Step 3: Risk assessment and definition of the testing strategy
Correlate the data. If you can demonstrate that your product consistently has, for example, a water activity value below 0.60 and that the historical MLT data are negative, you can justify an adjustment of your QC strategy. Possible approaches include:

  • Skip-lot testing: Microbiological tests are no longer performed on every batch, but only on a sampling basis, for example every 10th batch.
  • Elimination: For extremely low-risk products, such as dry powders, routine MLTs for release can in some cases be omitted entirely.

Step 4: Documentation and 21 CFR Part 11 compliance
Anchor these new limits in your SOPs. The most important prerequisite for this is that, because water activity measurement is now used as a release criterion, the measuring instrument used, such as the Novasina LabMaster-aw NEO, must strictly meet the FDA requirements according to 21 CFR Part 11. This includes tamper-proof audit trails, electronic signatures, and strict, password-protected user management.

Conclusion

Controlling water activity can be a powerful element of modern, data-driven pharmaceutical quality control. When combined with historical microbiological data, product-specific risk assessment, and a properly documented GMP framework, water activity measurement may help support a more efficient microbial control strategy.

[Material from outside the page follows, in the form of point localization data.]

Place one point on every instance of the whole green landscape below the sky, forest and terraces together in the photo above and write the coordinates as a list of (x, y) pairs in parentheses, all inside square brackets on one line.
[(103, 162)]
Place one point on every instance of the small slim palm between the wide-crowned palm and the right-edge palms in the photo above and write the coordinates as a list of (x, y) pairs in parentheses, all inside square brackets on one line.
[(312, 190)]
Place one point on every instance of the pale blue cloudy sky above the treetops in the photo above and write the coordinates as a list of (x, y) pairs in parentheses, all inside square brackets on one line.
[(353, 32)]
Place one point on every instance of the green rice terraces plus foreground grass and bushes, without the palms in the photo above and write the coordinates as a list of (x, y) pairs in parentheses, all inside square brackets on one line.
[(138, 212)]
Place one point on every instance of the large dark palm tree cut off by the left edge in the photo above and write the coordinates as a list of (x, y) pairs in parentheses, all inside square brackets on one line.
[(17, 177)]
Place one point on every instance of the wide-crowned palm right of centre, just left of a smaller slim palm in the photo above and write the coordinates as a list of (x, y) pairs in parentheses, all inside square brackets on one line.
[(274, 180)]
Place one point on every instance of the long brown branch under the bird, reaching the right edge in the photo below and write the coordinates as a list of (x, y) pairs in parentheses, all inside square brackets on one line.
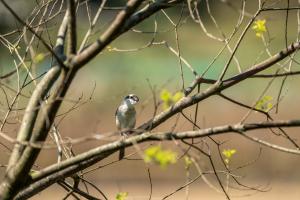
[(51, 174)]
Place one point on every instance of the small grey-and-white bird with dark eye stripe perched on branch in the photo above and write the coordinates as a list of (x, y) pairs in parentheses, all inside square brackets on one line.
[(126, 117)]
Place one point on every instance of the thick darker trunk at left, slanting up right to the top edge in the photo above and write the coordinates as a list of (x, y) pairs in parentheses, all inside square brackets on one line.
[(11, 184)]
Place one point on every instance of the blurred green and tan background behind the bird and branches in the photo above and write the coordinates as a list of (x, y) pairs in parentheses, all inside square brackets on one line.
[(126, 67)]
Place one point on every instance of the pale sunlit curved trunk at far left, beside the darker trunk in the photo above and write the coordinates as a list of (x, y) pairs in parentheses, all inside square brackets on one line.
[(20, 162)]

However, the examples described in this article should be understood as possible approaches, not as general recommendations to reduce or eliminate Microbial Limit Testing. Any change to an existing QC release strategy must be evaluated case by case, based on the specific product, formulation, manufacturing process, historical data, regulatory requirements, and internal quality system.

Water activity does not replace microbiological testing by default. It can, however, provide valuable scientific evidence to better understand microbial risk and to justify a risk-based testing strategy where appropriate.

In this context, water activity measurement can help pharmaceutical manufacturers make better-informed decisions, reduce unnecessary testing effort where scientifically justified, and maintain a high level of product safety and quality confidence.